There are ways to serve pre-rendered content when a crawler is detected, but this requires a backend or webserver supporting rewriting the request. It would be a powerful selling point for Azure Static Web Apps to natively support pre-rendering of pages and serving them to crawlers.

The Chrome org has this project called Rendertron which renders webpages including executing JavaScript (works with Blazor WASM) and returns a static rendered version (without JS). Integrating something like that or similar tech could add a lot of value IMO.

Alternatively, it would be great to extend the SWA routing system to allow rewriting the request for crawlers.

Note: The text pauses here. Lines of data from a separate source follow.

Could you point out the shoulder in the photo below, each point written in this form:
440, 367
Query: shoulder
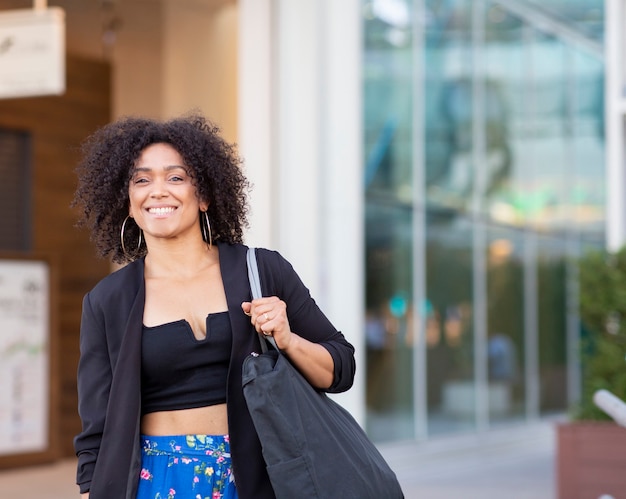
124, 281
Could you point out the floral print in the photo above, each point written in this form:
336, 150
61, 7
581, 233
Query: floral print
186, 467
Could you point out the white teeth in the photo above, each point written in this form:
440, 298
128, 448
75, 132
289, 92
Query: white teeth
161, 211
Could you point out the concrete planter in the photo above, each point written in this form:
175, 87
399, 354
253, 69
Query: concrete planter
591, 460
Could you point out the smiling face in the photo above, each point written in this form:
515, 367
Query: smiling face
163, 199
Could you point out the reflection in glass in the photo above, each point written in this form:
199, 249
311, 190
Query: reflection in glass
449, 326
511, 180
505, 326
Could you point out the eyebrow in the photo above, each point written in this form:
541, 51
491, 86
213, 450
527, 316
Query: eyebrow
167, 168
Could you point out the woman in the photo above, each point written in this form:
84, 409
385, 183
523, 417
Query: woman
163, 338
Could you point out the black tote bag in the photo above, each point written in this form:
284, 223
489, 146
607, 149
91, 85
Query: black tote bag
313, 447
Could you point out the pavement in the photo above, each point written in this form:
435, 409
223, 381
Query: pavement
512, 463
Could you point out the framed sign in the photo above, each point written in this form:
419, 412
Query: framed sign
32, 52
26, 360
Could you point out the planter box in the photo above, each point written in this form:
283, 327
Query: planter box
591, 460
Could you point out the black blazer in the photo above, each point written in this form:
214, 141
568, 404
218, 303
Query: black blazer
109, 372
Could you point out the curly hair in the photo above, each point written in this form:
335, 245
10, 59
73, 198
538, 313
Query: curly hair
109, 156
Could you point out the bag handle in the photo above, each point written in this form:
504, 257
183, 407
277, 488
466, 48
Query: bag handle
255, 287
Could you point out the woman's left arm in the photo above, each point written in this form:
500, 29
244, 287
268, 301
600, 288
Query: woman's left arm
301, 330
269, 316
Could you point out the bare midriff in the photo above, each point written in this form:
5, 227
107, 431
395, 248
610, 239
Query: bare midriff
211, 420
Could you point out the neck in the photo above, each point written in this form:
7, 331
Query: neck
179, 260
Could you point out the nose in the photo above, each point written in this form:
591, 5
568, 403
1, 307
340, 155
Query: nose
159, 189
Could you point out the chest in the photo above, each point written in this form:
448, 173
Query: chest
190, 299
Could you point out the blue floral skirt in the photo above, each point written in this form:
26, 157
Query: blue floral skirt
186, 467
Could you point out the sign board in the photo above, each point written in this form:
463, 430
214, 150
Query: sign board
24, 356
32, 52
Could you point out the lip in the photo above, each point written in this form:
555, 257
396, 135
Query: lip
161, 211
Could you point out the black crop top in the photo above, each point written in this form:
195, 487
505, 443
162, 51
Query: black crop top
178, 371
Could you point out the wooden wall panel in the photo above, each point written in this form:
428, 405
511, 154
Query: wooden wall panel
58, 124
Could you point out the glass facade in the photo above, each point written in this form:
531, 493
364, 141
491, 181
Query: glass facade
484, 175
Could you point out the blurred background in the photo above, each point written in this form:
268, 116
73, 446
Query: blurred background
432, 168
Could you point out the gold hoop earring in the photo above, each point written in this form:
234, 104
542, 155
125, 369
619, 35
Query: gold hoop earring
122, 237
208, 238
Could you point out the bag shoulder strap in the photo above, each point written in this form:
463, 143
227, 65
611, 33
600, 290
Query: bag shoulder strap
255, 287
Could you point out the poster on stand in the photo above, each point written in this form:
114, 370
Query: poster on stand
25, 339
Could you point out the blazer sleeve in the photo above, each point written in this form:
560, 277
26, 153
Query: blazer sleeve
305, 317
94, 383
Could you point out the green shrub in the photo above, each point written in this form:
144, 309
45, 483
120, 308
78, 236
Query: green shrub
603, 314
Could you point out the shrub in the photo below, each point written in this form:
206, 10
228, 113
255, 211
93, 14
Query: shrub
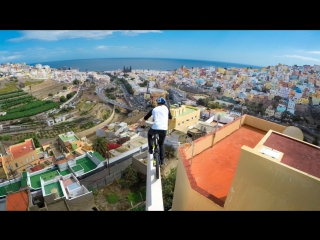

miwebst commented 3 years ago

Thanks for the suggestion! This is certainly something for us to look into. I feel like allowing the SWA routing to route based on crawler (user agent) wouldn't be too bad and would unblock this scenario.

There are some changes in progress for making our routing more robust and add a number of new scenarios, I'll add this to our backlog for exploration!

Taras-Tyrsa commented 3 years ago

@anthonychu Hi. Any plans for implementing this feature? Is there a workaround how to redirect crawler to my server for server side rendering?

anthonychu commented 3 years ago

@Taras-Tyrsa @Swimburger If we were to allow user agent based routing, what would identify crawlers?

Taras-Tyrsa commented 3 years ago

@anthonychu There are documented lists of user agents for Bing, Google, Yahoo etc, but I believe that's not something Azure team should maintain and keep in sync. Moreover, crawlers are not the only use case. The best would be to allow developers to configure redirects based on user agent (regexp?), client IP/range, request url, headers, etc somewhere in Azure portal or better even via some config file in deployment.

Swimburger commented 3 years ago

My use case is focused on SEO, so whatever would help me achieve Google's JavaScript SEO best practices described here: https://developers.google.com/search/docs/guides/dynamic-rendering

They are using User Agents to detect crawlers, so we should at least be able to do that.

smakinson commented 2 years ago

SEO & I also see opengraph related url sharing need prerender.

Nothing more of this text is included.